Давно стало общим местом говорить, что часть постсоветской (да и мировой культуры) обращена в прошлое, то ли не понимая настоящего, то ли опасаясь его (и, быть может, будущего). В тотальной моде на 1980-е, которая уже выдыхается и уступает место эстетике/темам 1990-х с их концом истории, участвует и отечественная культура — прямо или опосредованно. «Братство» Павла Лунгина отправляется в 1988 год. Американский сериал «Чернобыль» взрывает раны 1986-го. Колесит по 1990-м белорусский «Хрусталь», задыхается в них «Теснота» Балагова, размахивает винтовкой «Нашла коса на камень» Крайс, с бандитским героизмом терпит до последнего «Бык» Акопова.

Но это — излет и первые годы после распада советского проекта и мифа, когда речь выбрасывала в окно ношеные куртки бюрократической патетики и надевала все самые вырвиглазные (или вырвиязычные?) английские словечки, казавшиеся акцентом свободы. Ярче всех это выражается в Веле из «Хрусталя» (Алина Насибуллина), которая мыслями и терминами — уже в США.

Назревшая рефлексия на тему эпохи, которая случается с четвертьвековым отставанием, однако не отменяет того, что «язык советский» с его канцелярской внятностью, пионерской торжественностью (и сопутствующими идеями и скрепами) остался основным способом коммуникации. Он не получил должной замены, не растворился в новом русском, который отколупывал устаревшие понятия англицизмами и прочим новоязом.

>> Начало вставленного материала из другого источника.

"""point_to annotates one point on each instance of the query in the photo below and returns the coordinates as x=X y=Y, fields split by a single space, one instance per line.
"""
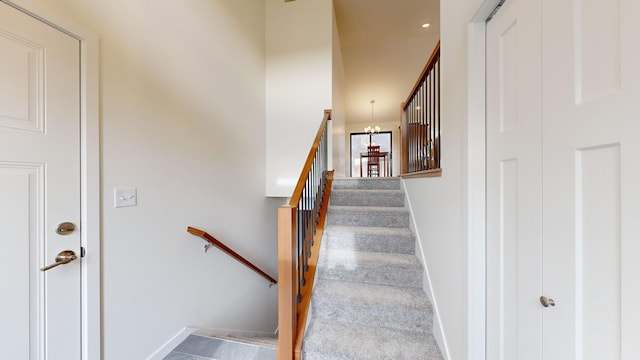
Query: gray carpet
x=368 y=301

С одной стороны, все начало 2010-х пересказывали старые шутки о главном неловкие ремейки уже застольных советских комедий: «Служебный роман. Наше время» (2011), «Джентльмены, удачи!» (2012), «Кавказская пленница!» (2014), где проверенные юморески неловко пересыпались приметами времени, сиюминутными брендами, стремительно устаревшими мемами.

«Хрусталь», 2018

В то же время Тимур Бекмамбетов, раз за разом в XXI веке намечающий кинотеатральную моду (что с блокбастерами-«Дозорами», что с новогодними комедиями, что со скрин-лайфомСобытия фильма/сериала разворачиваются на мониторе компьютера или смартфона — прим. ред.), начал эту вакханалию «Иронией судьбы. Продолжение» еще в 2007 году, а в 2010-м уже придумал новый салат оливье — франшизу «Елки», которая жива и поныне. Душеспасительный пионерский задор на тему всенародного единства, решенный в мизансценах рекламы майонеза, объединяет не хуже и супергероев.

При этом продюсерское чутье Бекмамбетова позволяет ему работать с тремя временными пластами. Обновленное гламурной побелкой единое прошлое у него тонизируется громкоголосым благодушием «Елок». Перекликающееся с «чернухой» и интонационными поисками «новых тихих» настоящее — отчаянным мокьюментари Жоры Крыжовникова, который, к слову, регулярно ссылается на Островского, Данелию и Рязанова. А «будущее настоящее» — вся эта затея с сюжетами, развивающимися на мониторе компьютера, — символично производится пока в США (если не считать провальную попытку сделать с российскими звездами YouTube «Взломать блогеров»).

Подкаст про российскую комедию

***

Эти же группы легко отследить среди фильмов и (веб-)сериалов, которые — на правах молодого направления — наследуют все синдромы и прозрения «старшего брата» (было бы странно, родись веб в вакууме).

Опирается на торжественный «путинский ампир» вся геройская «трилогия» Николая Куликова «Легенда №17», «Экипаж» и «Движение вверх», апеллируя к людям адреналиновых профессий, их скупой мимике и еще более скупому вокабуляру, в котором есть место пафосу и констатации, но не подлинным эмоциям (впрочем, в «Экипаже» уместилось словечко-мантра «завиральный», взятое откуда-то из времен Грибоедова).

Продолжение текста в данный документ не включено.